Beyond Meat Loss Exceeds Predictions of Higher Costs and Slow Restaurant Sales


A woman sits next to a poster at the stand of the plant-based food company Beyond Meat at VeggieWorld in Beijing, China on November 8, 2019. REUTERS / Jason Lee

May 6 (Reuters) – Beyond Meat Inc (BYND.O) reported a larger-than-expected quarterly loss on Thursday as the plant-based meat maker incurred higher transportation costs, spent a lot of money on test new product launches and sold less to the pandemic. hit the restaurants.

Shares of the California-based company fell nearly 7% amid the extended trading.

The company, which sells fake meat in more than 100,000 outlets worldwide, took advantage last year when consumers stocked bulk packages of its “burgers” in their freezers when ordering. at home across the United States.

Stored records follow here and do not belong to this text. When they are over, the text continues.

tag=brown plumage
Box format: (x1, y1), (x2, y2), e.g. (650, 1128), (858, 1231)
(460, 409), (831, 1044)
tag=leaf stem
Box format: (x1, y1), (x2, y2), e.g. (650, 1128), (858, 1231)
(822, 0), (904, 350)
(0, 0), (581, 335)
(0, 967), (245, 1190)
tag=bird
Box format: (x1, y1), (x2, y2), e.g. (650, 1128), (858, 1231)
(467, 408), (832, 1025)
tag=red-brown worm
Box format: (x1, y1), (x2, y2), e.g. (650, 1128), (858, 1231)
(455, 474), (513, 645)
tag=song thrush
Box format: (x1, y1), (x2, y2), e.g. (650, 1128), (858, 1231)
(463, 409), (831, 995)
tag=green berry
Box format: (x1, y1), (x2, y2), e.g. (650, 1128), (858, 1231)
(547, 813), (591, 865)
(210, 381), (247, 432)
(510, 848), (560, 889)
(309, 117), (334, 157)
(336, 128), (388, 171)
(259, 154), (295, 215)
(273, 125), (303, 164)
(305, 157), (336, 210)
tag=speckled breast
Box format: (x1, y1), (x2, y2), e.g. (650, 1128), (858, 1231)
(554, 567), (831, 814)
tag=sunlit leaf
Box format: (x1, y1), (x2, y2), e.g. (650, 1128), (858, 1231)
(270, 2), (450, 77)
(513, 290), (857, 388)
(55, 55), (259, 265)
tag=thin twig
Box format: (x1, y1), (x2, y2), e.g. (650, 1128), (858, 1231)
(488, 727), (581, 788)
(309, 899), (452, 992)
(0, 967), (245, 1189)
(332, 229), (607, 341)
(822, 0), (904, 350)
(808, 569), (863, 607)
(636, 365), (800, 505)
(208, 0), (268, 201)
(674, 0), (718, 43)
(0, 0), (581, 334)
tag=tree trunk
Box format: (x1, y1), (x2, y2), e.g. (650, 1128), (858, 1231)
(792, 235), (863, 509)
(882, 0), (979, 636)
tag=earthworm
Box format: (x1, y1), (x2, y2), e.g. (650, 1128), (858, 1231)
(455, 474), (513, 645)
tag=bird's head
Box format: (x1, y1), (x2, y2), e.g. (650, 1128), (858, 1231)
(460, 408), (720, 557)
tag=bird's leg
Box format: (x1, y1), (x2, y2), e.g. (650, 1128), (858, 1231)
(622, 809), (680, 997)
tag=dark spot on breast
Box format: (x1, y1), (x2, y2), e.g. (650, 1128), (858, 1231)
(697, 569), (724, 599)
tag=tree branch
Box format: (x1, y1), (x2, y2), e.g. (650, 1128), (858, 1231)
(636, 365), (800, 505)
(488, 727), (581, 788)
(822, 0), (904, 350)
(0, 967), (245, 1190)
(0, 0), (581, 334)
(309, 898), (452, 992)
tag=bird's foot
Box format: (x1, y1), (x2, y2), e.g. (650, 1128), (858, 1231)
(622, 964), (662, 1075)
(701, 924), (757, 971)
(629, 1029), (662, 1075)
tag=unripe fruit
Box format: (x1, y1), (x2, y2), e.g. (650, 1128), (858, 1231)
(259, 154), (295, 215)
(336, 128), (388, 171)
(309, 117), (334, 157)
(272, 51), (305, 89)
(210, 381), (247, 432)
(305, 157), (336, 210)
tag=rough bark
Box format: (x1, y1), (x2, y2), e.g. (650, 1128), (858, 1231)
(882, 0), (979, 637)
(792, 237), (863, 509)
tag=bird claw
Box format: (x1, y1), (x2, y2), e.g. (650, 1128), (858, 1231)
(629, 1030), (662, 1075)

However, restaurant sales took a hit as many closed. Chief Executive Ethan Brown said on a call with analysts that he was seeing a “slow thaw” of this trend.

Despite this, Beyond Meat expects the recovery of its foodservice business to lag the foodservice industry as a whole as it sells to many places where capacity is recovering more slowly, including venues. sportsmen.

As restaurant sales declined, the company accumulated more pea protein, resulting in increased warehousing costs, he said.

RIVAUX CHOMING

Competition is increasing among manufacturers of plant proteins. In 2020, plant-based retail sales in the United States reached $ 7 billion, up 27% year on year, according to the Good Food Institute and the Plant-Based Foods Association (PBFA).

Impossible Foods Inc, Beyond Meat’s biggest rival, is gearing up for a public listing that could value the company at around $ 10 billion or more, Reuters reported in April. Read more

Brown said Beyond Meat’s “main competitor” was cutting two-thirds of its sales and said it “was not going to react and get into some kind of surrender war with them.”

Beyond Meat expects second-quarter revenue of between $ 135 million and $ 150 million, an increase of 19% to 32%. Analysts were forecasting revenue of $ 142.8 million, according to IBES data from Refinitiv.

In the first quarter ended April 3, net sales increased about 11% to $ 108.2 million, the missing estimate of $ 113.7 million.

Excluding one-off items, it lost 42 cents per share, more than analysts’ expectations of 19 cents.

Its net income fell to a net loss of $ 26.8 million from a profit of $ 1.8 million a year ago.